Reviewer: J. 
    F. Weber 
 
    Subtitled “European spiritual 
    song ca. 1500,” this is a wide-ranging collection that includes some 
    familiar pieces. Innsbruck, ich muß dich laßen is Isaac’s most famous 
    song, and De tous biens plaine is heard not only in Hayne van Ghizighem’s 
    original but also with Josquin des Prez’s added canon and in two 
    instrumental settings by Alexander Agricola. Sermisy’s Tant que vivray 
    is sung to Marot’s secular text and Beaulieu’s devotional paraphrase. Not 
    exactly spiritual songs are the Christe eleison from Isaac’s Missa 
    Carminum (“the Mass of songs”), included because it sets the melody of
    Innsbruck, and O bone Jesu as set by Loyset Compère and 
    intabulated by Francesco Canova da Milano. 
     
    The rest is a collection of obscure pieces. The group opens 
    bravely (considering the less than entrancing music) with a brief one and a 
    half minute litany by Heinrich Isaac, setting only the invocations of 11 
    saints with the petition for prayer. It is credited to two tenors, but if 
    the two are alternating between petition and response the contrast is not 
    audible in their voices. The interesting part is the accompanying 
    instrumental melody from Fortuna desperata, which is supposed to 
    evoke the meaning of the words about Fortune in the listener. Pierre Moulu 
    has three songs, one of them first played on a spinet in one of Joel Cohen’s 
    earliest LPs. Arnold Schlick’s Maria zart is the song on which 
    Obrecht’s most impressive Mass was based. The closing work is not a motet 
    but a frottola, In te Domine speravi per trovar pietà. 
     
    
    Since 2008 
    Anne Azéma has been directing the ensemble founded by Joel Cohen in 1954, 
    but this is the first recording under her direction that I am aware of. 
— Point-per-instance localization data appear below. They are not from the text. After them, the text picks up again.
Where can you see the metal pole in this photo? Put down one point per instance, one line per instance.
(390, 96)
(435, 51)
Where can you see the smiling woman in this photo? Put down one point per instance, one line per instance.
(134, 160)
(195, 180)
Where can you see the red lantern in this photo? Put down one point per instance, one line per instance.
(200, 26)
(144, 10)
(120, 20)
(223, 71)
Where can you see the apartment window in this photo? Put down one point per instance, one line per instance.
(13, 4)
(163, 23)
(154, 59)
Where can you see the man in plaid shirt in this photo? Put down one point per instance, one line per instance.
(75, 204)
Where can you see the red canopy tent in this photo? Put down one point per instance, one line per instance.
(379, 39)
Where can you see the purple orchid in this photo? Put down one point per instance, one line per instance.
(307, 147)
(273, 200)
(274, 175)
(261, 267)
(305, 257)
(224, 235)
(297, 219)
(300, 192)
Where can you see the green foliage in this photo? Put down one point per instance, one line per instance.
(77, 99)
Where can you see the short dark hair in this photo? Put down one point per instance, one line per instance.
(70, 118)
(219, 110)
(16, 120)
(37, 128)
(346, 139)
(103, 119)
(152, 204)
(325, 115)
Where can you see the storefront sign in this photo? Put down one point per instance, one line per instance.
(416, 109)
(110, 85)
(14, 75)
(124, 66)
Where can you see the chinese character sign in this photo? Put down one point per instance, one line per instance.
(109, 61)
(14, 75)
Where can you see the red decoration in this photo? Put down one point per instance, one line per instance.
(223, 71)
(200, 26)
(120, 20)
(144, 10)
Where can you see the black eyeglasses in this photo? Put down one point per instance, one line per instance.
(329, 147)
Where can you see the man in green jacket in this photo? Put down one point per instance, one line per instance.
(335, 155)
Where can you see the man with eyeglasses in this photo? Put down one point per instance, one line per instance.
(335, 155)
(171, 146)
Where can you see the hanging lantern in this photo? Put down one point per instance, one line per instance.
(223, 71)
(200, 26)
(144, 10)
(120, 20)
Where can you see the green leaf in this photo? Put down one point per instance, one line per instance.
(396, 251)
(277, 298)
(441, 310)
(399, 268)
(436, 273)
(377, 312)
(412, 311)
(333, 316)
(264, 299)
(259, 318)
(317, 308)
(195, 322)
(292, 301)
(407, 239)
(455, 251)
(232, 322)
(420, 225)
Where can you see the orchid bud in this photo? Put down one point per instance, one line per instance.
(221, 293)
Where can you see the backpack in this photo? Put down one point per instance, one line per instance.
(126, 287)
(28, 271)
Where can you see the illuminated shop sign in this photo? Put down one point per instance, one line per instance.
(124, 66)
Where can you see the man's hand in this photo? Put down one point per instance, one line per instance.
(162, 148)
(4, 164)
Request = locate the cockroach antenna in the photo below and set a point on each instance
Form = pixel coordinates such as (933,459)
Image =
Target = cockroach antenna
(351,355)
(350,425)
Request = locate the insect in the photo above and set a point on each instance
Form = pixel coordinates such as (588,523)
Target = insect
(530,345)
    Cohen lives in Italy now and the recording was made with his cooperation in 
    an abbey church in France. The musical program was performed in conjunction 
    with an exhibit in Toronto, New York, and Amsterdam of boxwood carvings 
    dating from the same period. The tiny carvings—hard to believe from the 
    photos—are beads of a rosary, devotional objects comparable to the 
    devotional songs on the record. This is an offbeat program, the whole 
    greater than the sum of its parts, and it hardly duplicates much in your 
    collection. The lovely singing and playing are their own recommendation.